We hypothesized that cetuximab and alpelisib would have additive anti-cancer effects in vitro, through selective blocking of the extracellular ligand-binding domain of EGFR by cetuximab, while alpelisib competed for the intracellular catalytic site of PI3K. It has been reported that alpelisib in combination with cetuximab had an overall response rate of 11% and a disease control rate of 54% in cetuximab-resistant HNSCC (25); however, OSCC was not included in this study. The EXTREME trial revealed that the benefit of including cetuximab to platinum-based chemotherapy for patients with HNSCC was more effective in patients with OSCC. However, the results should be interpreted with caution, as this does not suggest that OSCCs would be the only HNSCC tumor types to respond to this type of therapy (2). Therefore, studies with OSCC alone are required. In the present study, both cetuximab and alpelisib inhibited cell invasion and migration potential, and their combined treatment resulted in additive inhibition of OSCC migration and invasion potential compared with that in either agent alone. In our previous study the inhibition of the PI3K downstream pathway decreased the migration and invasion ability in the HSC-3 cell line (29).
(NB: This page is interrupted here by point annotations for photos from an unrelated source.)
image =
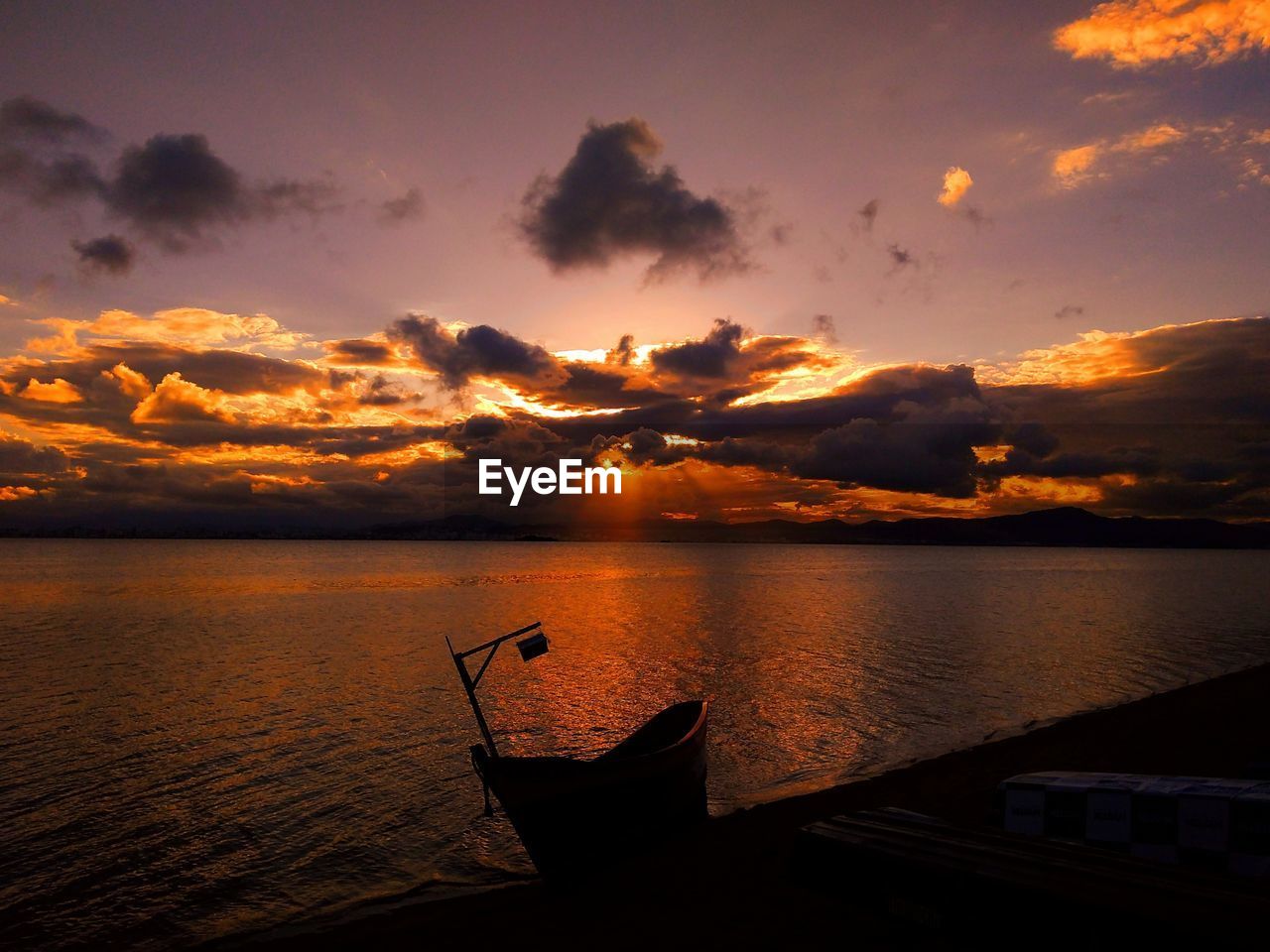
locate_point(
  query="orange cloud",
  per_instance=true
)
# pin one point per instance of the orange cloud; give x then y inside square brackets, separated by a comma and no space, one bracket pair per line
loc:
[190,326]
[131,382]
[1135,33]
[956,182]
[1072,166]
[59,391]
[177,400]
Therefore, combined treatment with alpelisib and cetuximab was effective in OSCC invasion in vitro.

The combined treatment of alpelisib and cetuximab markedly inhibited OSCC progression in vivo compared with that in either agent alone; however, there was no significant association with tumor size. This could be due to the antitumor effects of alpelisib or cetuximab alone in the xenograft tumor, which was evident from the decreased protein expression levels of PI3Kp110α from immunohistochemistry analysis.

The immunohistochemical study is retrospective nature and includes a small number of cases from a single institution, which is a limitation to the present study. Therefore, an intergroup study with an increased number of cases is required.

In conclusion, the results of the present study suggest that the PI3K pathway plays an important role in cetuximab-resistant OSCC, and that combined treatment with alpelisib and cetuximab may overcome cetuximab resistance. Previous studies have revealed that, nivolmab, an anti-programmed cell death protein 1 (PD-1) monoclonal antibody, has been recommended as another treatment option for R/M HNSCC (3,30). However, the overall response rate is not high, thus additional treatment options are required. Therefore, novel systemic drug treatment regimens that include PI3K inhibitors are expected to further improve the survival of patients with cetuximab-resistant OSCC in the future.